大手企業の人員削減を受けて中高年の有能な人材で離職者が増えています。東京商工リサーチの調査によると、今年1月から11月までの主な上場企業の希望・早期退職の募集人数は1万6779人で、11年累計の約1.9倍となっています。さらに13年度から始まる厚生年金の支給開始年齢引き上げに伴い、就労意欲の高い高齢者が増えるとアデコはみています。

アデコのほかにも、インテリジェンスは経営顧問の紹介サービス「i―common(アイコモン)」の登録者を現在の約1500人から1年後に3000人に増やします。中小企業などが新規事業の立案や営業力強化など経営課題ごとに契約できます。料金は定額制で月額25万円から設定するということです。

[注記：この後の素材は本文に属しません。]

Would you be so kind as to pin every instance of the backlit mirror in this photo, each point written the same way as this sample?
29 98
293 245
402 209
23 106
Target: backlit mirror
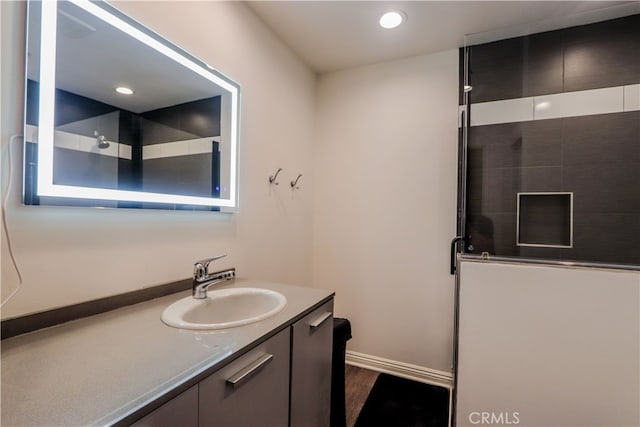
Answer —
117 116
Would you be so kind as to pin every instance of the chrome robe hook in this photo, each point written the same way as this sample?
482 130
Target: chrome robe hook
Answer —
272 178
294 184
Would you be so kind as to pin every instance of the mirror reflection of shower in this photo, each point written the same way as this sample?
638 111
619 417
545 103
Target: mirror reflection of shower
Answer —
101 140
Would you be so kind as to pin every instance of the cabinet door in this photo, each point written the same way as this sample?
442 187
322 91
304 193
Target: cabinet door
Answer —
311 368
180 411
252 390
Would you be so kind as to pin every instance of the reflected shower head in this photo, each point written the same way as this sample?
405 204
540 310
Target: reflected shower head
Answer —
102 141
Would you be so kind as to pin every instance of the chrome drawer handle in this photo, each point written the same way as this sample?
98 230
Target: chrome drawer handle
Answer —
320 320
250 370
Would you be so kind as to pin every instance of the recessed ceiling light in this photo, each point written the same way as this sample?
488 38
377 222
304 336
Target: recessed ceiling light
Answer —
124 90
392 19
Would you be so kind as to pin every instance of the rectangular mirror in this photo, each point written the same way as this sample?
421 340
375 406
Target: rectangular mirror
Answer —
117 116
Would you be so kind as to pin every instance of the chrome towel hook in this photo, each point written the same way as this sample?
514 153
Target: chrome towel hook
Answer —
272 178
294 184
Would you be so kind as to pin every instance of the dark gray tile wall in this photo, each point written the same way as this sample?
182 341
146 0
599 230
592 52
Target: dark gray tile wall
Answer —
78 168
188 175
197 119
591 56
596 157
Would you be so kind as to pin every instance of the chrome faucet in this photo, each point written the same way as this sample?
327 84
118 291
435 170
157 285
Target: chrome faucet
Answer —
202 280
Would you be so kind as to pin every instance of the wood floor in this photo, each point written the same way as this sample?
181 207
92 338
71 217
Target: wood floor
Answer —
358 384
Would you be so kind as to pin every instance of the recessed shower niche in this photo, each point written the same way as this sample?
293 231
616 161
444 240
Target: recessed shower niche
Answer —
545 220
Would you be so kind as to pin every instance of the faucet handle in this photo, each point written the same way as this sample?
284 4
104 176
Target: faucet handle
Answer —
206 262
201 268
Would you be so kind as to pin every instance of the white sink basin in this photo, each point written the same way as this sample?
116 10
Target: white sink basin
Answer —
224 308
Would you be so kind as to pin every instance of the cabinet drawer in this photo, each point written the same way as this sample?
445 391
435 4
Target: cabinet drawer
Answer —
311 353
179 411
252 390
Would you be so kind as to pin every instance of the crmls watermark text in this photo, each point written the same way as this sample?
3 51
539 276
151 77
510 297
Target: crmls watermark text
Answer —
493 418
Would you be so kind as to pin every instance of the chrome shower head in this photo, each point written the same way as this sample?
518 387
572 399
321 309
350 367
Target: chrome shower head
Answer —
102 141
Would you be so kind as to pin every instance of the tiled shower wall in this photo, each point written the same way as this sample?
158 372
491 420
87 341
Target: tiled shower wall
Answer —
591 148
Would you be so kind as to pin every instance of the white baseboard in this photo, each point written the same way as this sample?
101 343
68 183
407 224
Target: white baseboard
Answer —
399 369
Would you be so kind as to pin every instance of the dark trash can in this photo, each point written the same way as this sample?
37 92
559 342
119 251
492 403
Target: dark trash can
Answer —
341 334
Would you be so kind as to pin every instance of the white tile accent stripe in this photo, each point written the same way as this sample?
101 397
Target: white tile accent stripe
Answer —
507 111
580 103
87 144
178 148
632 97
567 104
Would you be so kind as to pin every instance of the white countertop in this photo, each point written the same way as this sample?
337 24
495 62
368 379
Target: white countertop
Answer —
98 370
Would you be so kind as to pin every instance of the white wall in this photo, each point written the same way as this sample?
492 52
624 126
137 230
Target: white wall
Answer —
385 186
550 346
69 255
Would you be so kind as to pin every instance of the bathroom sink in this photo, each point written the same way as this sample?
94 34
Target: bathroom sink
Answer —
224 308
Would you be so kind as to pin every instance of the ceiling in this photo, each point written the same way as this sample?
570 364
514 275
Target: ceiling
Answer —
334 35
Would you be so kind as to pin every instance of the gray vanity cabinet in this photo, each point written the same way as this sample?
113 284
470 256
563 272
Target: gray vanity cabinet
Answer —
179 411
253 390
283 382
311 368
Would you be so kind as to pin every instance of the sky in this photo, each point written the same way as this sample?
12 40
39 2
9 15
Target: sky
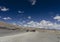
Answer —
31 13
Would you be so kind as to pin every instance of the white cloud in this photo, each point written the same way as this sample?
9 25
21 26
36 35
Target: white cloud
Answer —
7 18
29 17
57 17
4 9
0 17
43 24
33 2
20 11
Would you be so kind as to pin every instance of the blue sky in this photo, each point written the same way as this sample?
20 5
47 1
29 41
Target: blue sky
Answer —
19 11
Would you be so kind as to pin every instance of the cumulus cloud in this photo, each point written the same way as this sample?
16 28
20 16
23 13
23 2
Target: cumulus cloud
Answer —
14 23
33 2
57 17
7 18
4 9
0 17
29 17
43 24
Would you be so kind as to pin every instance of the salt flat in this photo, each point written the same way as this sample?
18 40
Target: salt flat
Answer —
31 37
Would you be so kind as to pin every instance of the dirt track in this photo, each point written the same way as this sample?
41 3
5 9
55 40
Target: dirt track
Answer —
31 37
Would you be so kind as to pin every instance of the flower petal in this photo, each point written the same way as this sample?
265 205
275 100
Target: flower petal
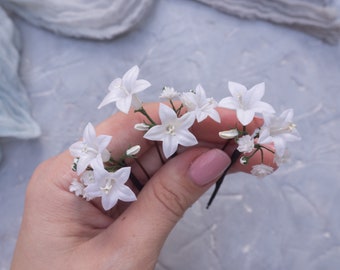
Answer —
121 175
229 103
130 77
166 114
109 201
124 104
156 133
186 138
245 117
236 89
89 134
255 93
170 145
140 85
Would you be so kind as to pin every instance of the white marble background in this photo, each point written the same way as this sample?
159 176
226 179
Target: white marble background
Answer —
290 220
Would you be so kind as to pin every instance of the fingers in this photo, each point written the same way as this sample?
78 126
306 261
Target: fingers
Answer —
163 201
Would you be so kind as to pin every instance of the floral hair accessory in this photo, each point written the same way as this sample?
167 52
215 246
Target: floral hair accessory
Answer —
102 176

現在の登録者の平均年齢は56歳で、上場企業を退職した部長級以上が多く登録しています。これまでに顧問として約40人が中小企業に就職するのを仲介した実績もあります。年内に300社から業務改善についてのコンサルティングの受注を見込みます。

パソナグループは中高年の就労を支援する子会社の日本雇用創出機構(東京・千代田)を通じて事業拡大を狙います。現在、大企業の退職者約650人が登録、今後も登録者を増やす方針です。

特に中小企業は長引く景気低迷や円高などで収益環境が厳しくなっています。このため、経営企画など重要な部門で人材派遣を求める動きが広がっています。12年版「中小企業白書」によれば、定期的な経営相談を受ける企業では直近5年間の利益が増益となる傾向が見られました。